Any pro coach will tell you a crucial aspect of the job is managing players, keeping things rolling while retaining control, motivating the starters while not discouraging or angering the backups, riding out rough spots without roiling the waters too much. There are few elements of coaching more stressful than dealing with a occasionally brilliant, always compelling, sometimes infuriating personality like Blanco, who might be back in the groove in a week or two if he gets back on the field. But if he doesn't ....

Hamlett has played it cool but direct to this point, praising the contributions of second-year players Patrick Nyarko and Marco Pappa as justification for using Blanco and Chris Rolfe off the bench. Heading into a game Saturday at San Jose, the Fire shares first place with the Revs with two wins and a tie, but its attack - stagnant and methodical for much of those three games -- could obviously benefit from the presence of catalysts like Blanco and Rolfe.

This could, and probably should, simply blow over, a typical, temporary rift between a benched superstar and the man in charge. Yet the improvement of Pappa and Nyarko adds them to the list of candidates, along with Blanco, Rolfe, Justin Mapp and rookie Baggio Husidic, to play attacking roles in support of Brian McBride. Making those decisions and massaging a superstar ego play just as vital a role in success as tactics and systems of play.

Denis Hamlett, second-year head coach, has already cited the importance of winning the conference so as not to play, and lose, the conference final on the road, as was the case last year in Columbus.

He has the means to reach MLS Cup - he must also utilize the methods.



0 comments

  1. commented on: April 21, 2009 at 10:26 a.m.
    An alternate take is that Coach Hamlitt is being cautious in bringing a veteran player back from injury.
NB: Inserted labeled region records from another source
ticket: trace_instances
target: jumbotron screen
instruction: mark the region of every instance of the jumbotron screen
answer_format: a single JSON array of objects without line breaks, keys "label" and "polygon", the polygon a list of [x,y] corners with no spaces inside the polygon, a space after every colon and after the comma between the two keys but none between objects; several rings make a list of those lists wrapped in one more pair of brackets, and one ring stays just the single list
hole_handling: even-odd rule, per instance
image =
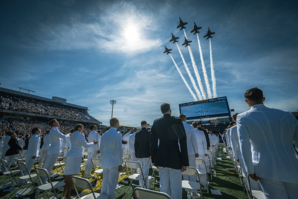
[{"label": "jumbotron screen", "polygon": [[180,104],[179,109],[188,120],[231,115],[226,96]]}]

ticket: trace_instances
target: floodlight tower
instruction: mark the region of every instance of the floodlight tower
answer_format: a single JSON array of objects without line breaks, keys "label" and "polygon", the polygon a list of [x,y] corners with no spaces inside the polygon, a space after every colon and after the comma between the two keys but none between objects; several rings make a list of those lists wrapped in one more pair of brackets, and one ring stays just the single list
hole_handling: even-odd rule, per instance
[{"label": "floodlight tower", "polygon": [[113,118],[113,108],[114,107],[114,105],[115,105],[116,104],[116,100],[112,100],[110,101],[110,103],[111,104],[111,106],[112,106],[112,117],[111,118]]}]

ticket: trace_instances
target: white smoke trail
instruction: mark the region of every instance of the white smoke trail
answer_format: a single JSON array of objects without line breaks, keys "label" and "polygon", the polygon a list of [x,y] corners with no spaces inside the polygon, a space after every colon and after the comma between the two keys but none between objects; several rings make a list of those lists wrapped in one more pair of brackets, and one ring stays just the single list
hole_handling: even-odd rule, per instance
[{"label": "white smoke trail", "polygon": [[211,47],[211,39],[209,38],[209,45],[210,47],[210,67],[211,68],[211,77],[212,79],[212,90],[213,92],[213,98],[217,97],[216,92],[216,80],[215,78],[214,67],[213,65],[213,58],[212,56],[212,48]]},{"label": "white smoke trail", "polygon": [[173,57],[171,55],[171,54],[170,54],[170,56],[171,58],[172,58],[172,60],[173,60],[173,62],[174,62],[174,64],[175,64],[175,66],[176,66],[176,68],[177,69],[177,70],[178,70],[178,72],[179,72],[179,74],[180,74],[180,76],[181,76],[181,78],[182,78],[182,79],[183,80],[183,82],[184,82],[184,83],[185,84],[185,85],[186,85],[186,87],[187,87],[188,89],[188,90],[189,91],[189,92],[190,92],[191,95],[193,96],[193,98],[194,100],[195,101],[198,101],[198,98],[197,98],[197,97],[195,95],[194,93],[193,93],[193,92],[191,89],[190,88],[190,87],[189,85],[188,85],[188,83],[187,83],[187,81],[186,81],[185,78],[184,78],[184,77],[183,76],[183,75],[182,75],[182,73],[181,73],[181,72],[180,71],[180,69],[179,69],[179,68],[178,67],[178,66],[177,66],[177,64],[176,64],[176,62],[175,62],[175,60],[174,60]]},{"label": "white smoke trail", "polygon": [[[186,36],[186,33],[185,33],[185,30],[183,29],[183,31],[184,31],[184,34],[185,36],[185,38],[187,39],[187,36]],[[188,39],[187,39],[188,40]],[[198,71],[198,68],[195,65],[195,58],[193,58],[193,52],[191,51],[190,48],[190,46],[188,46],[188,50],[189,51],[189,54],[190,55],[190,59],[191,59],[191,63],[193,64],[193,70],[195,71],[195,77],[197,78],[197,81],[199,84],[199,87],[200,87],[200,90],[203,95],[204,99],[206,99],[206,94],[204,90],[204,88],[203,88],[203,84],[202,84],[202,81],[201,81],[201,78],[200,77],[200,75],[199,74],[199,72]]]},{"label": "white smoke trail", "polygon": [[212,98],[212,94],[211,93],[211,89],[210,89],[210,84],[209,83],[209,80],[208,79],[208,76],[207,75],[207,71],[206,71],[206,68],[205,66],[205,63],[203,59],[203,54],[202,53],[202,48],[201,48],[201,44],[200,43],[200,39],[199,39],[199,35],[197,34],[197,38],[198,38],[198,44],[199,45],[199,51],[200,52],[200,56],[201,58],[201,63],[202,64],[202,69],[203,71],[203,74],[204,75],[204,80],[206,84],[206,87],[207,88],[207,93],[208,95],[208,99]]},{"label": "white smoke trail", "polygon": [[202,100],[203,99],[203,98],[202,97],[202,96],[201,95],[201,94],[200,92],[200,91],[199,91],[199,90],[198,89],[198,87],[197,87],[197,85],[195,85],[195,80],[193,79],[193,77],[192,75],[191,75],[191,73],[190,73],[190,71],[189,71],[189,69],[188,69],[188,67],[187,67],[187,64],[186,64],[186,62],[185,62],[185,60],[184,59],[184,58],[183,57],[183,55],[182,54],[182,53],[181,52],[181,51],[180,50],[180,48],[178,45],[178,44],[177,44],[177,42],[176,43],[176,45],[177,45],[177,47],[178,48],[178,50],[179,51],[179,53],[180,53],[180,55],[181,56],[181,58],[182,58],[182,61],[183,62],[183,64],[184,64],[184,66],[185,67],[185,69],[186,69],[186,71],[187,72],[187,73],[188,74],[188,76],[189,76],[189,78],[190,79],[190,81],[191,81],[192,83],[193,84],[193,87],[195,88],[195,91],[197,93],[197,95],[198,95],[198,96],[199,97],[199,99],[200,100]]}]

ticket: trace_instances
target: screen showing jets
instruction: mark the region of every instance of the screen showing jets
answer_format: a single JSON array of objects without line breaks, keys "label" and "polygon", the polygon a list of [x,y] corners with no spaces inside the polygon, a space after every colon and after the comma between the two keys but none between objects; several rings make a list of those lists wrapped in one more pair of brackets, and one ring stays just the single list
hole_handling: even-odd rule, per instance
[{"label": "screen showing jets", "polygon": [[222,97],[179,104],[180,114],[187,119],[230,115],[226,97]]}]

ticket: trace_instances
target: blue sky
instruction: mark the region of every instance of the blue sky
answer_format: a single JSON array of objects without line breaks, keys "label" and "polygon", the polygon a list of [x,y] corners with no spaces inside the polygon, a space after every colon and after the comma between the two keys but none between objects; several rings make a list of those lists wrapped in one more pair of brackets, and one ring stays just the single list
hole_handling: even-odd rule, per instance
[{"label": "blue sky", "polygon": [[217,96],[226,96],[230,109],[249,107],[243,93],[256,86],[265,104],[297,111],[298,99],[298,12],[294,1],[47,1],[0,3],[1,86],[21,87],[51,98],[87,107],[108,125],[113,116],[139,126],[162,115],[159,107],[171,105],[178,116],[179,104],[194,101],[164,46],[193,91],[194,90],[171,33],[196,80],[179,17],[200,78],[204,81],[199,33],[211,83],[208,27]]}]

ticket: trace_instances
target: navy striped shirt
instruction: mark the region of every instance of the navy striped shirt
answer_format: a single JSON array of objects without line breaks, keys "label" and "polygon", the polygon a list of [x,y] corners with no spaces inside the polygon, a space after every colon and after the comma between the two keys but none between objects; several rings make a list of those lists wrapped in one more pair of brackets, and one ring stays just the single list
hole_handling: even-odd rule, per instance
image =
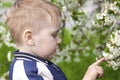
[{"label": "navy striped shirt", "polygon": [[14,55],[10,80],[67,80],[62,70],[49,60],[19,51]]}]

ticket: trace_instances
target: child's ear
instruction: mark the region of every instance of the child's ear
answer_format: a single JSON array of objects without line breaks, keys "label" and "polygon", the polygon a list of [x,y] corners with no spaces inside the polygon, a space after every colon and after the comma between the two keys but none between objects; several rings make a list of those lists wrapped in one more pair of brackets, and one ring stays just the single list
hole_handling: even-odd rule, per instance
[{"label": "child's ear", "polygon": [[34,35],[31,30],[25,30],[23,34],[23,38],[26,44],[31,46],[35,45]]}]

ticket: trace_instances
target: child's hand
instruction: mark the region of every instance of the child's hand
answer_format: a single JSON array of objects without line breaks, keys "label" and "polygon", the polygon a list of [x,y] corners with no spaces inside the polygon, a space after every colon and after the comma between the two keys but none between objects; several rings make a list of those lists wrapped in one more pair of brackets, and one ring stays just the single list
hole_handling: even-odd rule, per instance
[{"label": "child's hand", "polygon": [[89,66],[87,72],[85,73],[83,80],[96,80],[102,77],[103,69],[99,64],[104,61],[104,58],[97,60],[95,63]]}]

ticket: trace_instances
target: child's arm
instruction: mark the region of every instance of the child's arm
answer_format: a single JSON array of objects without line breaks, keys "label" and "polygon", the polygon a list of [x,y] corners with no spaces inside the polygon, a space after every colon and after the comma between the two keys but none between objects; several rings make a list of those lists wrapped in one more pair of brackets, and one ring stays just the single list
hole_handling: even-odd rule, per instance
[{"label": "child's arm", "polygon": [[97,78],[102,77],[103,69],[99,64],[103,61],[104,58],[101,58],[90,65],[82,80],[96,80]]}]

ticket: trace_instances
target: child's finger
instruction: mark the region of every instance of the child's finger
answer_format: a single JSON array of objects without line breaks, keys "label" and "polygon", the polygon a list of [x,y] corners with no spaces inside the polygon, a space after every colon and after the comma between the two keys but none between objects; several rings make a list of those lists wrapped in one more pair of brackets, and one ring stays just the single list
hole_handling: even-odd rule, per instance
[{"label": "child's finger", "polygon": [[99,60],[97,60],[95,63],[93,63],[92,65],[99,65],[101,62],[103,62],[105,60],[105,58],[100,58]]}]

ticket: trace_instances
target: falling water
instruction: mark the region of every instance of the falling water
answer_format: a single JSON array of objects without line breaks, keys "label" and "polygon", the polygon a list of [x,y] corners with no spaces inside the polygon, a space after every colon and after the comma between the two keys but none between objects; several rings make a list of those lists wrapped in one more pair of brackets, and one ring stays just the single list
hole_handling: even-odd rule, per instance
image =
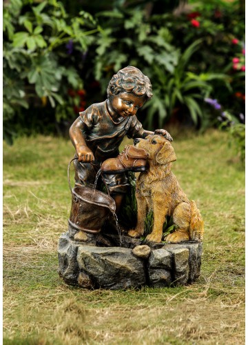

That may not be a bad plan especially with the cold springtime weather in Chicago. If Blanco is a bit frustrated so be it. With the marathon that is the MLS season, it's more important to do it right and not lose Blanco for an extended period. At age 36, Blanco must look forward more to a graceful way to end his career than plan for extended contracts with any club. If he wants a swan song in Mexico after this season with the Fire, that's fine. He's been worth more to the Fire than whatever compensation he's been paid. He's a designated player done right.